Monsieur... madame tout le monde are not shy about sharing their feelings about the movie. And that is the way it should be.

1 comment:

Red Devil said...

You may be onto something in identifying a certain deliberate detachment the filmmakers were looking for when they made these two films. And you are probably right when you say that the films might be better if you knew a little more about the man and his times before you see them. I don't doubt their authenticity as far as sequences of events go.

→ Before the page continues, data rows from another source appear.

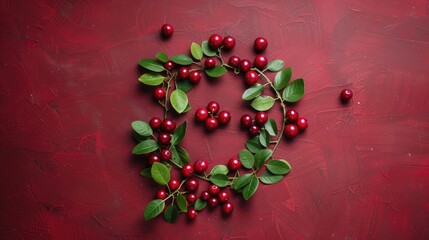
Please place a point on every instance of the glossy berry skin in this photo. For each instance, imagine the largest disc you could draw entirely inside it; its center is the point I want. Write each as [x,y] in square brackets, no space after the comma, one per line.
[291,130]
[234,61]
[224,117]
[251,78]
[215,41]
[187,170]
[201,114]
[260,44]
[167,30]
[234,164]
[211,123]
[228,42]
[292,115]
[200,166]
[261,118]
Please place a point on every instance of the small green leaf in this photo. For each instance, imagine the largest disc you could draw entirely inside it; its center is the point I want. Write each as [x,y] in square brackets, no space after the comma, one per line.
[171,214]
[220,180]
[152,79]
[182,59]
[271,127]
[275,65]
[282,78]
[253,92]
[145,146]
[207,50]
[246,159]
[160,173]
[251,188]
[162,57]
[153,209]
[179,100]
[278,166]
[217,71]
[294,91]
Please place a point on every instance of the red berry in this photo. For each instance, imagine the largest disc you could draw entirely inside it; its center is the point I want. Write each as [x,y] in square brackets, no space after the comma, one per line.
[234,61]
[260,61]
[167,30]
[251,78]
[200,166]
[260,44]
[234,164]
[228,43]
[211,123]
[291,130]
[292,115]
[301,123]
[215,41]
[224,117]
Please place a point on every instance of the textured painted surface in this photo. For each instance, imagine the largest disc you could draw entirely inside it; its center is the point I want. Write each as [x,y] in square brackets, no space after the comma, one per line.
[69,91]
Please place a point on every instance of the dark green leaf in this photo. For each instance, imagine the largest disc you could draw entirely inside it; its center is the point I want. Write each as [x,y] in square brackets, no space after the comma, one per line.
[145,146]
[294,91]
[153,209]
[282,78]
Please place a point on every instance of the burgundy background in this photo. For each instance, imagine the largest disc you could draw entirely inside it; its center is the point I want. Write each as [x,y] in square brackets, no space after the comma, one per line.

A less generous reading might be that they simply failed at presenting his character as an anti-hero you can get behind. And the film does seem to be made to have those moments of great heroic triumph.

But I think they would have been better - albeit more manipulative - if they had given us the chance to see Mesrine as the people of the day had seen him. Then maybe we would have been more interested in him - because as it is we are watching and trying to sympathize with a somewhat charismatic psychopath for close to four hours. And we are always asking why? For me it lacked the cultural context, we are never let in on anything that give us a reason to cheer for him or despise him outright.

There are really only a couple moments where you get a hint of why he was such a popular figure. When he arrives back in Quebec and gives the 'Vive Le Québec Libre' quote, which he seems to be obviously parroting just because he knows it sounds cool, and the courtroom speech in the second film where he takes on 'the system'. But even that feels like a bunch of self-serving hot air.

I think there is a big difference between making a clearly morally ambiguous film and just leaving the audience hanging. I think they may have been trying for something like this but they still wanted all the emotional heft of a Hollywood action flic as well. For me it falls in a curiously muddled middle ground.

That being said it did, as you point out, have some great sequences, and I really enjoyed Vincent Cassel's pretty much constantly awesome performance.